In den *besetzten* Ländern - Ungarn, Polen etc. - entwickelte sich jahrzehntelang genauso wenig bis nix. Wenn man ein Land aber freigibt, sprich endlich mal die Gier überwindet, es selbst besitzen zu wollen, dann ermöglicht man damit die Chance, daß es sich entwickelt.
Also bitte. Abziehen. Die Besatzung ist sowieso widerrechtlich.

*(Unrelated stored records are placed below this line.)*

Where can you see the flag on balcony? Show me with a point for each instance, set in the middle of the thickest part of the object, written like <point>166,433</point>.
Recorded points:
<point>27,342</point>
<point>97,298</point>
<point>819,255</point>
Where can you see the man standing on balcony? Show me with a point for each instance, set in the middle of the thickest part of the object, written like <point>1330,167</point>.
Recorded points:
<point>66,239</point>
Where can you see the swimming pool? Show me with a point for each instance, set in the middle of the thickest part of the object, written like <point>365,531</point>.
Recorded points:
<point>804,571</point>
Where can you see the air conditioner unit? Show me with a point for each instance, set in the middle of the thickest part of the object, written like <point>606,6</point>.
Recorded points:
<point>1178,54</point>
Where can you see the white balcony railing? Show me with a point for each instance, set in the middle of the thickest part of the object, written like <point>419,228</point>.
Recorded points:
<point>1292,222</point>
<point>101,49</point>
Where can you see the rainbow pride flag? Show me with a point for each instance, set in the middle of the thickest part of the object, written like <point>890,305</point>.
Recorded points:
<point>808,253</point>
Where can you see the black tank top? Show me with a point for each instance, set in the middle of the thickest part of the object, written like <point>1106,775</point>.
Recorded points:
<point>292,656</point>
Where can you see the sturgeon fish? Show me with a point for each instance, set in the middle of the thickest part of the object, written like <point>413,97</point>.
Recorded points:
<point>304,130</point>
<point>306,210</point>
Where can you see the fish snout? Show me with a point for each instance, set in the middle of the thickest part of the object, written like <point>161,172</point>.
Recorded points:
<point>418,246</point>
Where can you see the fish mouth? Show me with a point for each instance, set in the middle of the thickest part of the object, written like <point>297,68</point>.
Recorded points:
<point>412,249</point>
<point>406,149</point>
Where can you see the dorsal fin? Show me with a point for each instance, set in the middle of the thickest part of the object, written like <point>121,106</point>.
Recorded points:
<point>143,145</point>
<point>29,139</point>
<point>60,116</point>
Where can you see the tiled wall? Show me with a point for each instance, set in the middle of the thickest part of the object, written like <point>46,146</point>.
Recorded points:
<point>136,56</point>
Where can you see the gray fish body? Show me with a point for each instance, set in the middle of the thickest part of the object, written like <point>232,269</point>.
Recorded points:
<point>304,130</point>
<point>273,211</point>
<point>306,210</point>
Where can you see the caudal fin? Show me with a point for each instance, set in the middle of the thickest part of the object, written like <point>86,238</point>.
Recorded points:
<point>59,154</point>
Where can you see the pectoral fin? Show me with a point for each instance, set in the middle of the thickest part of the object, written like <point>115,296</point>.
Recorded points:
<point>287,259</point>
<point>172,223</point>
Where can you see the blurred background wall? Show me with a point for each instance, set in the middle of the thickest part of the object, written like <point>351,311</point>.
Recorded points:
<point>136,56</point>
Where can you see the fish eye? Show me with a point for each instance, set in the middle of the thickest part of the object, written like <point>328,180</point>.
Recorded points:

armut, probleme bei wasserversorgung, fehlende bildungsstätten, alle diese probleme gibt es nicht erst seit 1967. Ö schaffte bis 1955 (ende der besatzungszeit) ein grossteil der kriegsschäden zu beseitigen. die pal. haben es bis 1967 nicht einmal annähernd geschafft so weit zu kommen wie die israelis, und hatten im gegensatz zu den israelis nie die angst vernichtet oder ausgerottet zu werden.
und bezgl. ihrem vergleich zu ungarn&co: sicher entwickelten sie sich, nicht so schnell wie westeuropa aber ungarn&co hatten eine wirtschaft, eine verwaltung, die es ihnen ermöglichte den anschluss in die EU-15 nicht zu verpassen. gaza&wjl haben sich seit 1947 nicht entwickelt, die bevölkerung ist nur um ein vielfaches grösser und radikaler als früher
diese Menschen ... es trotz Besatzung geschafft, eine Wasserversorgung tlw. aufzubauen und die haben sogar eine Universität gebaut - alles kaputt, alles von Israel wiederrechtlich zerstört.

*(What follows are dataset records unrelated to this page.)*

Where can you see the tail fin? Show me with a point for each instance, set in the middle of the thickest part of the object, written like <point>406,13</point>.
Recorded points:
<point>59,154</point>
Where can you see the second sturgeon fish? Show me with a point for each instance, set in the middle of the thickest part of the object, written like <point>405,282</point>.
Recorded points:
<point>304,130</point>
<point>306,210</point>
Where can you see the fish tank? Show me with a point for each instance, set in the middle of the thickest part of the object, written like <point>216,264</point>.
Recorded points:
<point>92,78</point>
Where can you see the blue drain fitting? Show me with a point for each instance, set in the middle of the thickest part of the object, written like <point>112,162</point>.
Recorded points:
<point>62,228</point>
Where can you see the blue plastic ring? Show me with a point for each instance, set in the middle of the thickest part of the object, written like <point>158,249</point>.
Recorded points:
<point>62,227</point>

Ja, ja, diese "Untermenschen" haben sowas zustandegebracht, auch wenn sie es nicht wahrhaben wollen.
In ihren Postings lese ich sowas arges von verstecktem Rassismus, dass es mir fast die Zehennägel aufrollt!
diese menschen schafften es nicht trotz sondern wegen der besatzung eine wasserversorgung aufzubauen. die pal. haben es unter den ägyptern/jordaniern nämlich nicht geschafft so etwas zu erschaffen, dazu fehlte ihnen das geld, das material und vor allem das know-how. die "untermenschen" (wie sie es ausdrücken) sind im israelischen parlament vertreten, im gegensatz zu den syrern, jordaniern und libanesen die sie allesamt umbrachten (siehe syren die in kürzester zeit 50.000 leute massakrierten)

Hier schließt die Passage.